When the recession was said to have begun in December 2007, the figure was 16.6 weeks. It had increased to 24.1 weeks by June of 2009, when the recession supposedly ended. Last month, according to the Labor Department employment report released on Friday, the average duration of unemployment had reached 40.5 weeks, the longest in 63 years.
The Times cites a separate study by Henry S. Farber, a Princeton University economics professor, which found that workers who lost jobs during the recession and later found work again earned an average of 17.5 percent less in their new jobs than in the ones they had lost.
Over the same period, bankers and corporate CEOs have grown richer than ever, thanks to trillions of dollars in taxpayer bailouts, unlimited cheap loans from the Federal Reserve Board, and the refusal of the Obama administration to prosecute the Wall Street criminals responsible for the financial meltdown or implement any real banking reform.
The growing numbers of people participating in the anti-Wall Street protests and the millions more in the US and around the world who sympathize with them must recognize that the impoverishment of the majority and further enrichment of the top 1 percent are not simply the result of impersonal economic forces. They are the result of the calculated and deliberate policies of the American ruling class and the Obama administration, its loyal servant.

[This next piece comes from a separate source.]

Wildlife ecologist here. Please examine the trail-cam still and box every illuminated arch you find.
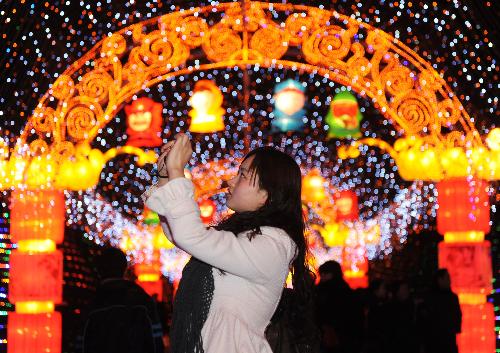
[21,2,482,164]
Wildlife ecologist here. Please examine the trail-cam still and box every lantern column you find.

Ever since coming to office, Obama has devoted his administration’s policies to protecting and increasing the wealth of the financial elite. He has refused to implement any programs to hire unemployed workers or provide significant relief to the victims of the depression—those who have lost their homes to foreclosure, those whose incomes have been devastated by unemployment, those students who face crushing debts and soaring tuition costs, etc.